Book 22: Ruin and Relationships.

One of the reasons I love Eliot's writing is the way she crafts her characters and their relationships. In every novel I have read by her (which includes all except this and Daniel Deronda), she creates such spectacularly realistic people.

The Mill on the Floss is no exception. While I think that the beginning 100 pages dragged for lack of action, the characters brought it to life. While I of course love and adore Maggie, the main female character, I think I might love the crazy assortment of aunts a little more.

Mrs. Tulliver, Maggie's mother, is one of four sisters. Each of them is married and boy, do they have opinions about everything. Near the beginning of the novel, the family is called to discuss Tom's education (Maggie's sister). Each of the aunts arrives, with her husband, and conversations that ensue are pretty humorous. There is a lot of, "Well, I wouldn't do that," and "I always said that..."

It makes for enjoyable reading.

I also really like the development of the relationship between Maggie and Tom. While sister and brother, they also seem to be friends, which must be tough for Tom. Even when Tom goes away to school (at a clergyman's house), he still tries to maintain that relationship with his sister. She comes to visit and he tries to impress her with his learning.

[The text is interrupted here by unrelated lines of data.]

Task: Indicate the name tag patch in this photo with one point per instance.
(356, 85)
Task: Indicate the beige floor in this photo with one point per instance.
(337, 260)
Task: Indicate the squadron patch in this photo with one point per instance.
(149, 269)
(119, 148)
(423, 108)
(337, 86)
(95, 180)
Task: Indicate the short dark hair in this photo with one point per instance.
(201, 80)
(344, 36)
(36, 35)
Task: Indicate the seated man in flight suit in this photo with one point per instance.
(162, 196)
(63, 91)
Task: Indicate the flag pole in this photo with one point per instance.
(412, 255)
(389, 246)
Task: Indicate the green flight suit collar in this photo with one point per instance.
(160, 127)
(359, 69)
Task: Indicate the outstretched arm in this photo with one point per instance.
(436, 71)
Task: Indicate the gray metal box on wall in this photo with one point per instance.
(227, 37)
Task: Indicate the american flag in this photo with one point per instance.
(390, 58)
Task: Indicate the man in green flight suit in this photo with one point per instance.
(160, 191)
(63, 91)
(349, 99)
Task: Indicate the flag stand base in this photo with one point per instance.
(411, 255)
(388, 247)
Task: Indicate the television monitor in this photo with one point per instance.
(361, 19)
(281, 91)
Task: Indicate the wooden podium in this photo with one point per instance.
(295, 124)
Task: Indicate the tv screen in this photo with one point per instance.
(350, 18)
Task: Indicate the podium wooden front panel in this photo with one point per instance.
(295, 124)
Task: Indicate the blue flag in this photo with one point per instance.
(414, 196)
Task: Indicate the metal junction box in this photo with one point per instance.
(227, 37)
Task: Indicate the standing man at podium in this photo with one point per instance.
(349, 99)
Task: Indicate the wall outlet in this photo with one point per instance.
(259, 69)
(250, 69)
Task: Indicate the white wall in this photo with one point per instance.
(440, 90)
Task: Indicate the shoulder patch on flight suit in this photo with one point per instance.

One fun scene is when he is explaining how tough his lessons are in Latin. Maggie takes up the book and shows him up.

Score one for the little sister.

I know, even now when I haven't reached the halfway point, that disaster will inevitable strike. Maggie and Tom won't always be friends. I know that life and circumstance will get in their way.

The last character I really want to talk about is Philip Wakem. A student beside Tom, Philip is a hunchback and his father is an enemy to Mr. Tulliver. For a boy who was probably made fun of all his life, and who has no expectations, Philip is remarkably nice to both Maggie and Tom. While he might be more wary with Tom, you can tell that Philip and Maggie have a remarkable budding friendship.

And I guarantee there will be feelings on both sides before the novel is through.

Anyway, I seem to be flying through this hefty book. Time for more reading!